On a mobile device you might be a bit limited in how "distant" you can keep the two, since the vendor is typically almighty in that scenario. But in general, you have options and you might as well avoid keeping both eggs in the same basket.
That's one vector of my "not quite as secure as it could be" statement was thinking about. Or of someone just managed to steal your phone and break into it.
But, there are still other attacks that this setup protects against.
Two-factor isn't "two device", two factor is two factors of authentication, where factors are generally:
* something you know (password)
* something you have (key handshake, totp generator)
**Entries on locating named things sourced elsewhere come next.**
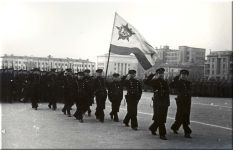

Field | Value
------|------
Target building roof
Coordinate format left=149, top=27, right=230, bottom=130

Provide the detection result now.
left=1, top=55, right=93, bottom=63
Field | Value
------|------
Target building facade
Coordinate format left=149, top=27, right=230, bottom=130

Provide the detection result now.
left=1, top=55, right=96, bottom=73
left=156, top=46, right=205, bottom=65
left=204, top=51, right=233, bottom=80
left=142, top=46, right=205, bottom=80
left=179, top=46, right=206, bottom=66
left=97, top=53, right=138, bottom=76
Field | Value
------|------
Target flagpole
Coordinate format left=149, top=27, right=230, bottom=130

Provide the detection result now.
left=105, top=12, right=117, bottom=79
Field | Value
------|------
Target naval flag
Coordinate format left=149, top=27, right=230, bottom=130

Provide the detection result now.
left=110, top=13, right=157, bottom=70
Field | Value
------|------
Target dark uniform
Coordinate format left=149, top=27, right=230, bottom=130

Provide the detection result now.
left=30, top=68, right=41, bottom=110
left=62, top=69, right=75, bottom=117
left=83, top=69, right=95, bottom=116
left=93, top=69, right=107, bottom=122
left=47, top=69, right=57, bottom=110
left=108, top=73, right=123, bottom=122
left=144, top=68, right=170, bottom=140
left=171, top=70, right=192, bottom=138
left=122, top=70, right=142, bottom=130
left=74, top=72, right=91, bottom=122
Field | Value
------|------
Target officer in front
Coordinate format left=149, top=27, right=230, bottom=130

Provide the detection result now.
left=170, top=70, right=192, bottom=138
left=122, top=70, right=142, bottom=130
left=144, top=68, right=170, bottom=140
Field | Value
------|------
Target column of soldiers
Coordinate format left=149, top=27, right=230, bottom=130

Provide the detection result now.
left=0, top=68, right=231, bottom=140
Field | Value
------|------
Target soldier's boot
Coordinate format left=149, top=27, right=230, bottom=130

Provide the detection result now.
left=160, top=135, right=167, bottom=140
left=62, top=108, right=66, bottom=115
left=171, top=124, right=178, bottom=134
left=149, top=126, right=157, bottom=135
left=184, top=133, right=192, bottom=139
left=100, top=110, right=104, bottom=123
left=66, top=109, right=71, bottom=117
left=87, top=107, right=91, bottom=117
left=53, top=103, right=57, bottom=110
left=114, top=113, right=119, bottom=122
left=48, top=103, right=51, bottom=109
left=79, top=115, right=83, bottom=123
left=123, top=120, right=129, bottom=127
left=95, top=111, right=100, bottom=120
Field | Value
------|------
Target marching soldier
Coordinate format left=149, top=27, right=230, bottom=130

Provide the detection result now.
left=144, top=68, right=170, bottom=140
left=122, top=70, right=142, bottom=130
left=108, top=73, right=123, bottom=122
left=74, top=72, right=92, bottom=122
left=47, top=68, right=57, bottom=110
left=170, top=70, right=192, bottom=138
left=62, top=69, right=75, bottom=117
left=30, top=68, right=40, bottom=110
left=93, top=69, right=107, bottom=122
left=83, top=69, right=94, bottom=116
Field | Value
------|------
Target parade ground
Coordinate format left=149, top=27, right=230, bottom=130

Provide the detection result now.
left=1, top=92, right=232, bottom=149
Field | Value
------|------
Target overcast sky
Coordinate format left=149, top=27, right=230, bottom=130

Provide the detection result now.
left=0, top=0, right=232, bottom=61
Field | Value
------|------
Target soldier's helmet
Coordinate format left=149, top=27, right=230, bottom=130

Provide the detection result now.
left=50, top=68, right=56, bottom=72
left=77, top=71, right=84, bottom=76
left=112, top=73, right=120, bottom=77
left=66, top=68, right=72, bottom=72
left=83, top=69, right=91, bottom=73
left=128, top=70, right=136, bottom=74
left=180, top=69, right=189, bottom=75
left=96, top=69, right=103, bottom=73
left=155, top=68, right=165, bottom=74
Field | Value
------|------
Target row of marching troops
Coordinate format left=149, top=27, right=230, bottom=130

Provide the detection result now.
left=0, top=68, right=192, bottom=140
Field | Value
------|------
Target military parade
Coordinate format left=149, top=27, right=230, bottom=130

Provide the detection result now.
left=0, top=65, right=229, bottom=140
left=0, top=0, right=233, bottom=149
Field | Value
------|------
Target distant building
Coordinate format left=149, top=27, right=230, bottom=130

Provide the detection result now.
left=204, top=51, right=233, bottom=80
left=156, top=46, right=205, bottom=65
left=97, top=46, right=205, bottom=79
left=179, top=46, right=205, bottom=66
left=142, top=46, right=205, bottom=80
left=146, top=63, right=204, bottom=80
left=97, top=53, right=138, bottom=75
left=1, top=55, right=96, bottom=73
* something you are (biometrics)
Storing your TOTP secrets next to your hard passwords is putting eggs in the same basket, I agree. But I'd prefer someone do this than just forego adding TOTP or multi-factor entirely.
And in the end, even if you used two different apps on your phone you're still putting all your eggs in the same basket, which is a trade off tons of people are going to do. Even a lot of very security-conscious users will end up with some TOTP app and a separate password manager, chances are both apps will be installed on the same device. If that device gets thoroughly compromised there's potential for both apps to be attacked and compromised.
If your OS vendor shipping malicious code is a realistic threat to you, or at least attackers being able to impersonate your OS vendor, you're probably going to end up getting compromised even if you split it out into two apps. You'd probably just want to avoid TOTP entirely and move to physical hardware cryptographic tokens.
But it caught on because asking people to install an app is a massive ask. Not to mention, people never save those recovery codes.
Sure, you can use Authy and back up your codes but that’s pretty much squarely in the “for technical people” camp.
So at the end of the day, SMS is the only real solution for your average normal person. Let’s get cellular carriers to make SIM swapping harder.